Last February I flipped for a flowering Carolina jessamine, Gelsemium sempervirens, draped over a wrought-iron and brick wall at the historic Beauregard-Keyes House in the French Quarter.

The house has a formal walled garden, which replicates the original 1865 plan. Kudos to the Garden Study Club of New Orleans, a member of the Garden Club of America, for replanting and maintaining it.

Carolina jessamine is a twining woody evergreen (or, in colder areas, semi-evergreen) vine native to the southeastern United States (Zones 7 to 10), where it blooms on old wood in winter or spring. I saw it growing in full sun, where flowering is best, but it also tolerates some shade.

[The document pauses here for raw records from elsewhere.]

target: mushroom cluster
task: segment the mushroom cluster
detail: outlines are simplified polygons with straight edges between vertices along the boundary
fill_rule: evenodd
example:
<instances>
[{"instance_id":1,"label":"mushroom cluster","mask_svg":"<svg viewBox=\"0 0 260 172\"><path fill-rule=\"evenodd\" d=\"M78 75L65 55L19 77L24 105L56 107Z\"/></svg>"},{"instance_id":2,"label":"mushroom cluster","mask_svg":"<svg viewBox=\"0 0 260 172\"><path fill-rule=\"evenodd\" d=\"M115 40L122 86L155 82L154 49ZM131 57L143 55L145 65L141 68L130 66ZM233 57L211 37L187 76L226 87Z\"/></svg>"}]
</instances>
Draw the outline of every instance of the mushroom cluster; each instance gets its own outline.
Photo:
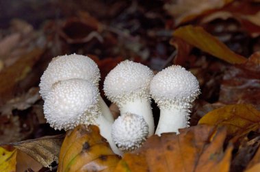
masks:
<instances>
[{"instance_id":1,"label":"mushroom cluster","mask_svg":"<svg viewBox=\"0 0 260 172\"><path fill-rule=\"evenodd\" d=\"M120 115L114 120L100 96L100 72L87 56L72 54L53 59L40 79L44 112L55 130L81 124L96 125L118 155L133 151L155 134L151 98L160 108L155 134L177 132L189 126L190 109L200 94L198 82L190 72L172 65L154 75L148 66L125 60L107 75L104 92Z\"/></svg>"}]
</instances>

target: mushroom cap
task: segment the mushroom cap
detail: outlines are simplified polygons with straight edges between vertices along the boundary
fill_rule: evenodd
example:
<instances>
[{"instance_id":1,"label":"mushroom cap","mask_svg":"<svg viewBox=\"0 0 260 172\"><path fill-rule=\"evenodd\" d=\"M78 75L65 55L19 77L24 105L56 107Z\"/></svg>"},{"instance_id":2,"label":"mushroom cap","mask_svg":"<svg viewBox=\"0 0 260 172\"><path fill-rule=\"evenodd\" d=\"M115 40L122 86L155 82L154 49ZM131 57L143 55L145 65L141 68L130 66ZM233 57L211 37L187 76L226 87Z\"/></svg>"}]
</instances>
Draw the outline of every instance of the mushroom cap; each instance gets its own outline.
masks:
<instances>
[{"instance_id":1,"label":"mushroom cap","mask_svg":"<svg viewBox=\"0 0 260 172\"><path fill-rule=\"evenodd\" d=\"M150 85L150 93L159 108L175 106L191 108L200 93L199 83L190 71L172 65L159 72Z\"/></svg>"},{"instance_id":2,"label":"mushroom cap","mask_svg":"<svg viewBox=\"0 0 260 172\"><path fill-rule=\"evenodd\" d=\"M105 77L105 94L111 101L118 105L140 97L149 99L150 82L153 76L153 71L148 66L125 60Z\"/></svg>"},{"instance_id":3,"label":"mushroom cap","mask_svg":"<svg viewBox=\"0 0 260 172\"><path fill-rule=\"evenodd\" d=\"M55 130L68 130L80 124L94 124L99 114L98 95L98 88L85 79L55 82L45 97L45 118Z\"/></svg>"},{"instance_id":4,"label":"mushroom cap","mask_svg":"<svg viewBox=\"0 0 260 172\"><path fill-rule=\"evenodd\" d=\"M121 114L112 125L112 136L119 149L131 151L140 147L146 140L148 126L142 116Z\"/></svg>"},{"instance_id":5,"label":"mushroom cap","mask_svg":"<svg viewBox=\"0 0 260 172\"><path fill-rule=\"evenodd\" d=\"M77 54L64 55L53 58L40 77L40 94L43 99L54 83L81 78L99 85L100 72L97 64L90 58Z\"/></svg>"}]
</instances>

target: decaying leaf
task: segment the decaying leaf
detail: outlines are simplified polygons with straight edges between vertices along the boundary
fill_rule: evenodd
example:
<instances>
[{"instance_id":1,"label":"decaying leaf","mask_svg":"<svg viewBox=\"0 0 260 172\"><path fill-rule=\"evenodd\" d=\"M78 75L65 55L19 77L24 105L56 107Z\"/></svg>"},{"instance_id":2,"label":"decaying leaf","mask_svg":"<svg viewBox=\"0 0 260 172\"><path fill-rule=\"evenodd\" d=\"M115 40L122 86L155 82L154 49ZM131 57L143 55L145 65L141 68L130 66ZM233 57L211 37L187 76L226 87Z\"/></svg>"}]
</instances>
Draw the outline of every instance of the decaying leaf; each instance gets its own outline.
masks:
<instances>
[{"instance_id":1,"label":"decaying leaf","mask_svg":"<svg viewBox=\"0 0 260 172\"><path fill-rule=\"evenodd\" d=\"M10 116L14 109L19 110L26 110L40 99L39 88L33 87L30 88L26 94L21 97L16 97L8 101L4 106L0 107L0 113L3 115Z\"/></svg>"},{"instance_id":2,"label":"decaying leaf","mask_svg":"<svg viewBox=\"0 0 260 172\"><path fill-rule=\"evenodd\" d=\"M223 151L223 127L198 125L180 134L154 135L142 147L124 155L116 171L229 171L232 146Z\"/></svg>"},{"instance_id":3,"label":"decaying leaf","mask_svg":"<svg viewBox=\"0 0 260 172\"><path fill-rule=\"evenodd\" d=\"M246 167L246 172L258 172L260 171L260 149L258 148L254 158L249 162Z\"/></svg>"},{"instance_id":4,"label":"decaying leaf","mask_svg":"<svg viewBox=\"0 0 260 172\"><path fill-rule=\"evenodd\" d=\"M212 10L219 9L233 0L178 0L166 4L167 12L174 16L176 25L190 21Z\"/></svg>"},{"instance_id":5,"label":"decaying leaf","mask_svg":"<svg viewBox=\"0 0 260 172\"><path fill-rule=\"evenodd\" d=\"M57 162L60 149L64 140L64 135L44 136L36 139L12 143L8 145L28 154L42 166L50 167L50 164Z\"/></svg>"},{"instance_id":6,"label":"decaying leaf","mask_svg":"<svg viewBox=\"0 0 260 172\"><path fill-rule=\"evenodd\" d=\"M8 148L8 147L5 147ZM16 149L7 149L0 147L0 171L16 171Z\"/></svg>"},{"instance_id":7,"label":"decaying leaf","mask_svg":"<svg viewBox=\"0 0 260 172\"><path fill-rule=\"evenodd\" d=\"M99 127L77 127L67 132L59 157L59 172L113 171L120 158L99 134Z\"/></svg>"},{"instance_id":8,"label":"decaying leaf","mask_svg":"<svg viewBox=\"0 0 260 172\"><path fill-rule=\"evenodd\" d=\"M182 39L174 38L172 39L170 43L174 46L177 50L177 55L176 56L174 62L174 64L183 66L186 59L189 58L190 51L192 49L192 46L187 44Z\"/></svg>"},{"instance_id":9,"label":"decaying leaf","mask_svg":"<svg viewBox=\"0 0 260 172\"><path fill-rule=\"evenodd\" d=\"M14 89L17 87L19 82L27 76L42 53L42 49L34 49L1 71L0 80L3 82L0 82L0 103L16 93Z\"/></svg>"},{"instance_id":10,"label":"decaying leaf","mask_svg":"<svg viewBox=\"0 0 260 172\"><path fill-rule=\"evenodd\" d=\"M229 136L239 137L260 127L260 111L249 104L228 105L213 110L199 124L226 126Z\"/></svg>"},{"instance_id":11,"label":"decaying leaf","mask_svg":"<svg viewBox=\"0 0 260 172\"><path fill-rule=\"evenodd\" d=\"M248 136L245 136L239 140L241 143L233 156L232 171L242 171L245 169L260 145L260 136L249 140Z\"/></svg>"},{"instance_id":12,"label":"decaying leaf","mask_svg":"<svg viewBox=\"0 0 260 172\"><path fill-rule=\"evenodd\" d=\"M17 149L16 155L16 172L39 171L43 166L36 160L28 156L25 153Z\"/></svg>"},{"instance_id":13,"label":"decaying leaf","mask_svg":"<svg viewBox=\"0 0 260 172\"><path fill-rule=\"evenodd\" d=\"M223 77L219 101L226 103L260 104L260 52L244 64L231 66Z\"/></svg>"},{"instance_id":14,"label":"decaying leaf","mask_svg":"<svg viewBox=\"0 0 260 172\"><path fill-rule=\"evenodd\" d=\"M174 31L173 36L231 64L242 64L247 60L231 51L224 44L201 27L192 25L181 27Z\"/></svg>"}]
</instances>

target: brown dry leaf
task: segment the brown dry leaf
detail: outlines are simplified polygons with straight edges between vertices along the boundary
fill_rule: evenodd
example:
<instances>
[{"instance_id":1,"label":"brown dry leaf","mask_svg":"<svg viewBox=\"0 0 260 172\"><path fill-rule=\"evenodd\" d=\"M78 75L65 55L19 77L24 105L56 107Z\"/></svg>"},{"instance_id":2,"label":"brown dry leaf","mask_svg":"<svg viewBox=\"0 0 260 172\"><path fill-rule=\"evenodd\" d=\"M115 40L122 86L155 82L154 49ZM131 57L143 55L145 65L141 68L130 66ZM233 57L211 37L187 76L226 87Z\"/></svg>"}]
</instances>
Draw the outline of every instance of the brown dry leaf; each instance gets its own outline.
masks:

In addition to cloaking walls, it can cover arbors, climb trees, or scramble along the ground, depending upon how you train it. In conditions it likes, it grows briskly, up to 15 feet a year.

I like the slight winter purpling of some of the dark evergreen leaves; it makes the bright yellow flowers pop even more. Best of all, the fragrant 1.5-inch trumpets attract butterflies and hummingbirds.

Maintenance is a breeze. Train to tree or trellis by fastening canes loosely with stretchy vinyl landscape tape. For maximum bloom, wait until flowers fade to snip off wayward shoots.